Ferrara et al. (2018) compared desmopressin, motivational therapy, and desmopressin with motivational therapy. They studied 137 patients with a mean age of 8.8 years. They evaluated the child’s response at 3 months. Motivational therapy included: avoiding punishment, having a supportive environment, remembering that bedwetting is not the child’s fault, management of constipation, tracking wet and dry nights, tracking fluid intake, encouraging regular voiding during the day, increasing fluid intake in the morning and early afternoon, avoiding pull-ups, and rewarding dryness AND rewarding the above behaviors. They also discouraged certain foods in the evening.

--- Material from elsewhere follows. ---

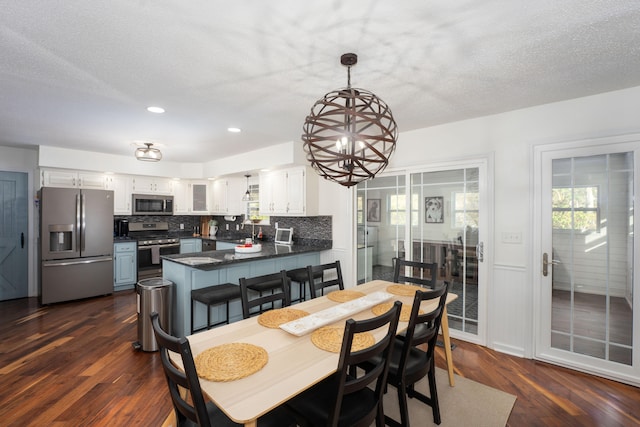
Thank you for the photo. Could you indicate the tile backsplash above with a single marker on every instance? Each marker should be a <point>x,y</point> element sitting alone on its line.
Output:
<point>307,228</point>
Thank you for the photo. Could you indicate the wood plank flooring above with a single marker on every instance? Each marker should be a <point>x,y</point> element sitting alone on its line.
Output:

Of the three groups, they found that desmopressin alone achieved a positive response in 58%, motivational therapy alone achieved a positive response in 3%, and in children with desmopressin and motivational therapy they had a positive response of 66%. A positive response was 50%
My opinion: We know that desmopressin can decrease wet nights on the night that it’s taken. Typically, the child will start wetting again on the nights they don’t take it. I would be more interested in a positive response once they’ve weaned off of desmopressin with motivational therapy. Would they have a lower chance of relapse? The motivational therapy included is not harmful to the child and it could improve their self-esteem. The interventions improve overall bladder health which is important. I also find that these interventions take longer than 3 months to improve overall bowel and bladder health. Three months might not have been a long enough time frame for an improvement in their wet nights.
Ferrara, P., Amodeo, M., Sbordone, A., Ianniello, F., Verrotti, A., Petitti, T., & Ruggiero, A. (2018). The impact of motivational therapy in the management of enuretic children. Turkish Journal of Urology, 44(4): 346-50.